Это тоже вечность. Вечность с отрицательным знаком, которая начинается с конца.

Мы с дедом разминулись в этой жизни. Я пришел, он ушел.

И это уже не простой эпизод в бесконечном существовании Великого Бытия. Это горе, мое горе.

Бесценна не бесконечность. Она холодна, бесстрастна, она почти мертва. Бесценно то теплое и живое, что любит и может быть любимо.

Потеряв деда, я потерял бесценное.

Потеряв бесценное, я научился любить.

Научившись любить, я стал Человеком.

Я кричал горько и беспомощно. Почему, почему не нарушил я Великий Запрет, почему не рассказал ничего родителям? Кто знает, быть может, они отвезли бы деда в больницу, около него дежурили бы врачи, кто знает, может, его бы спасли. Да, нарушив Запрет, я изменил бы судьбы мира, но это было бы доброе дело, и оно породило бы новое добро...

Пронзительно зазвонили в дверь, и отец бросился открывать.
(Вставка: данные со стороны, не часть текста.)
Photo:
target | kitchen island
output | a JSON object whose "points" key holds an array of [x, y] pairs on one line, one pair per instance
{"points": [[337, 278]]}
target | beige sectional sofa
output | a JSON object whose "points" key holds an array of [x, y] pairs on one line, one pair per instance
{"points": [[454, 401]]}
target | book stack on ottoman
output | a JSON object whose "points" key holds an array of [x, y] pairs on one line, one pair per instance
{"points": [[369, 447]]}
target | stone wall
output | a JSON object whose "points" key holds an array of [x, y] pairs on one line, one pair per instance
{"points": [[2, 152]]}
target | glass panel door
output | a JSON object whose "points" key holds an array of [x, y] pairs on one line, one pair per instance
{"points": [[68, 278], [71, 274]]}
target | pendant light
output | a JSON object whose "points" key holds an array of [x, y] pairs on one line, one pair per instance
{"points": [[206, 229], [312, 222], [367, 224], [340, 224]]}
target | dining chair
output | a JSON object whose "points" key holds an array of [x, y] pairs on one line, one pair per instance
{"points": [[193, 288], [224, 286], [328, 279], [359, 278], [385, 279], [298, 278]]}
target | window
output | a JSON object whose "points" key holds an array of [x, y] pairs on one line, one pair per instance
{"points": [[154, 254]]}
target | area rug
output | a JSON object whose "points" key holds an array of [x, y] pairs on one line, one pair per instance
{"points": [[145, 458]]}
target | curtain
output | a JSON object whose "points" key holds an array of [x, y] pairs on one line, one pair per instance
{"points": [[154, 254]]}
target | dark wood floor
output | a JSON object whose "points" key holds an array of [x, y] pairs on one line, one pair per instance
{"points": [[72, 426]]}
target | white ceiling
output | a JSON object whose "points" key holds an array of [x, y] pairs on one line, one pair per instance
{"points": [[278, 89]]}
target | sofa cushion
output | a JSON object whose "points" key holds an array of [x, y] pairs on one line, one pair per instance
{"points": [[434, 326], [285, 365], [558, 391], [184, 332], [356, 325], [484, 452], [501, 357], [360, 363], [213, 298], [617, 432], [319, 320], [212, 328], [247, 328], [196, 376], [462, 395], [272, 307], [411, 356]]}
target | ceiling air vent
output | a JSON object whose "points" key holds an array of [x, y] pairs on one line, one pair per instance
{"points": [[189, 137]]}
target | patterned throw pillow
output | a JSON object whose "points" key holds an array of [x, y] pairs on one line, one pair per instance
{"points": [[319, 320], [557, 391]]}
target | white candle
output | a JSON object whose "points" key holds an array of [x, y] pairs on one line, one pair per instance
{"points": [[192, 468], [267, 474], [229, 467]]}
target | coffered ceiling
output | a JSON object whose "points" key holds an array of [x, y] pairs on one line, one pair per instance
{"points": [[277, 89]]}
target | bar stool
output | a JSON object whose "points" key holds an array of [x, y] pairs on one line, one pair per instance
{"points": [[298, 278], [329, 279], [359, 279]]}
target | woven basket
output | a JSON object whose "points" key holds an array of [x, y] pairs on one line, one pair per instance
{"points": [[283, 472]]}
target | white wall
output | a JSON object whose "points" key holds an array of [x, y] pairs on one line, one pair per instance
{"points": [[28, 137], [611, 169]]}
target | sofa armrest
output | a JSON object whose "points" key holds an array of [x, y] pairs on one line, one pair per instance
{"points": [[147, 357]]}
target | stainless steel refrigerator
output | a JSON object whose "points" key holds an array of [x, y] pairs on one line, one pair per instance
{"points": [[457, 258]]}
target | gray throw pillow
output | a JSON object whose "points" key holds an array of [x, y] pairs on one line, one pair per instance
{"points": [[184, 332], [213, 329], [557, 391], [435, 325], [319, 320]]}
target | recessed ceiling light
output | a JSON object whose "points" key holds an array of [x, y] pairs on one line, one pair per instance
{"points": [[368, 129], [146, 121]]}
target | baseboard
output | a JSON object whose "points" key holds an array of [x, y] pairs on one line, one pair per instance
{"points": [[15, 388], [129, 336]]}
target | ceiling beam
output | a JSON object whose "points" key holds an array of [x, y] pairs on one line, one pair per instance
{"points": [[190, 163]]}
Звонила молодая докторша "Скорой помощи". У нее были встревоженные серые глаза с черными крапинками, и казалось, что это не крапинки, а капли дождя, теплого и весеннего. Глаза говорили, что она, постоянный свидетель чужого горя, к нему, к горю, не привыкла, и не привыкнет никогда, ведь если врач привыкает, то это уже не врач. Она внимательно, тонкими пальцами, слушала пульс, массировала сердце, быстрыми ловкими уколами вводила лекарство. Но в серые глаза ее с черными крапинками вплывала безнадежность. И непонятно было, для кого она трудится: для бездыханного уже человека или для его родных - показать, что сделано все, что можно.